If users supply an ami_id (the issue submitter note: or ami_type), the service no longer supplies user data to bootstrap nodes; users can enable enable_bootstrap_user_data and use the module provided user data template, or provide their own user data template

But when users enable that flag then provide that data template, or use the shipped one, it will be not MIME formatted, hence that issue arises. Have you read the issue description carefully and tried the reproducing steps?

bogdando avatar Jul 26 '22 06:07 bogdando

The user data is working as intended and we have both an internal module as well as an example dedicated just to handling user data that demonstrates this

bryantbiggs avatar Aug 20 '22 20:08 bryantbiggs

@bryantbiggs hi, as you have closed this one, have you checked the reported issue subjects perchance, or should I still find a reproducer for it:

Amazon EC2 user data in launch templates that are used with EKS managed node groups must be in the MIME multi-part archive format. But setting the enable_bootstrap_user_data: true flag always creates it unformatted.

There is also a misconfiguration in templates/linux_user_data.tpl which always inserts pre_bootstrap_user_data, even if enable_bootstrap_user_data: false. The latter setting should control insertion of pre_bootstrap_user_data just like it already does for post_bootstrap_user_data.

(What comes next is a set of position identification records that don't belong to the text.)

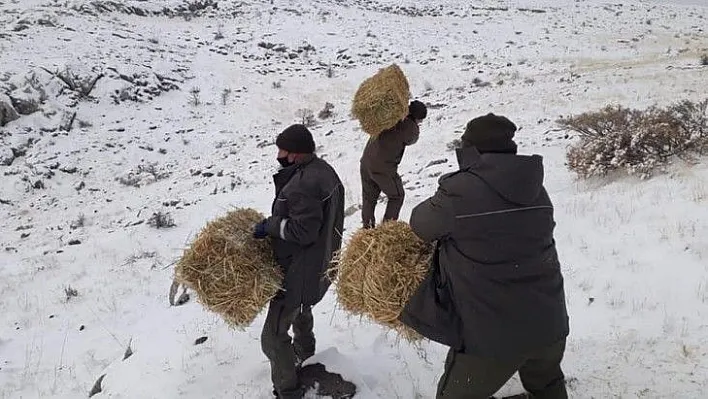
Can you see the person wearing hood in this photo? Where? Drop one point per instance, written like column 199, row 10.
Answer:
column 306, row 228
column 494, row 292
column 379, row 165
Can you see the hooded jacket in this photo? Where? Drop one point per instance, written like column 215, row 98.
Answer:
column 497, row 261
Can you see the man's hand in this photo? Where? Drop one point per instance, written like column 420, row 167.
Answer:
column 259, row 230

bogdando avatar Sep 28 '22 07:09 bogdando

I split the 2nd issue into a dedicated one https://github.com/terraform-aws-modules/terraform-aws-eks/issues/2246 Let me update the reproducer and description for the remaining MIME formatting issue only

bogdando avatar Sep 28 '22 07:09 bogdando

@bryantbiggs updated! reproducer clearly shows an issue. Please reopen

bogdando avatar Sep 28 '22 08:09 bogdando

@bryantbiggs could you please take a look "Terminal Output Screenshot(s)" and please reopen it? There is clearly an issue, and the updated reproducer clearly shows a failure

bogdando avatar Sep 29 '22 07:09 bogdando